In sostanza, se andranno in porto, le due multe ad Apple e a Microsoft frutterebbero a Bruxeless perlomeno come due-tre leggi finanziarie italiane.

In particolare, il big di Remond guidato da Satya Nadella avrebbe calpestato la libera concorrenza, collegando Teams alle altre sue applicazioni contenute nei pacchetti Office 365 e Microsoft 365, che vende alle aziende.

Insomma, Teams avrebbe avuto un vantaggio indebito, ritiene Bruxeless nel proprio parere preliminare che corona una indagine fatta scattare dal ricorso di rivali come Zoom e Slack.

Microsoft ha già apportato alcune modifiche alle due suite per ridurre il legame con Teams, ma secondo l’Antitrust europeo non basta.

Qui però vale un’altra riflessione: davvero l’Europa con il Digital Markets Act è convinta di poter fermare il futuro? L’innovazione, la scoperta – come è dimostrato fin nella notte dei tempi con il ciclo odissiadico – sono multiformi, liquide.
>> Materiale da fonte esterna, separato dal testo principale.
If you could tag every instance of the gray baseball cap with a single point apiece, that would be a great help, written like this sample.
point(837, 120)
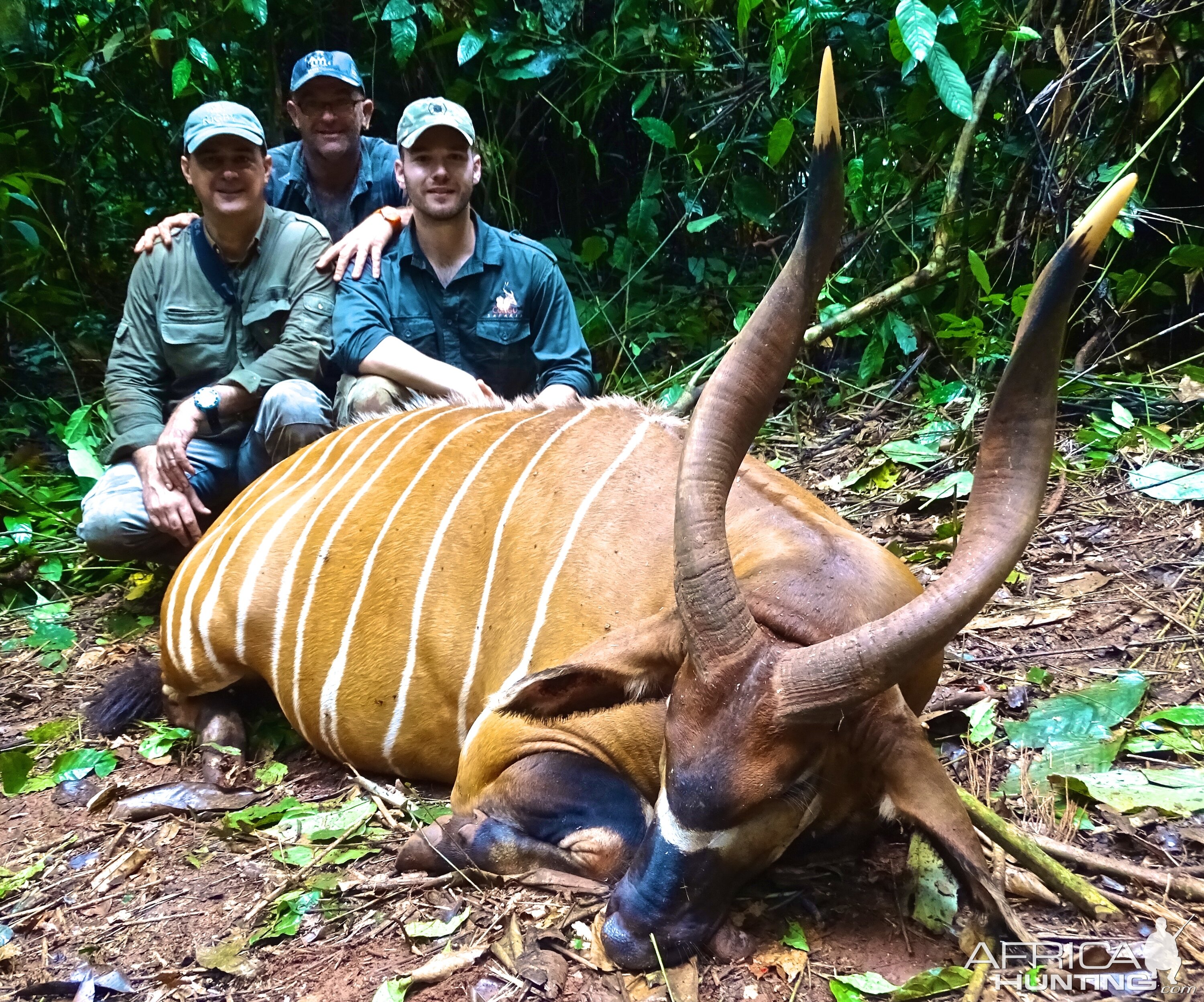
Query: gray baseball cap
point(222, 118)
point(422, 115)
point(325, 64)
L’innovazione come l’acqua in un allagamento in casa cerca e trova quindi comunque un pertugio da cui passare. Il mare non si può imbrigliare con una rete o peggio con un setaccio di regole, che al massimo sono utili per togliere qualche alga di troppo.

E non è finita qui. Perché i cervelloni europei già meditano di aprire un fronte Antitrust anche contro l’intelligenza artificiale, visto il caso Nvidia-Open Ai. Nel frattempo altri sul pianeta inventano i computer quantici che rivoluzioneranno le nostre vite.

Senza contare che Apple, proprio davanti alla alzata di scudi europea, ha già deciso di rinviare il debutto della sua Apple intelligence sui iPhone, iPad, e iMac del Vecchio continente.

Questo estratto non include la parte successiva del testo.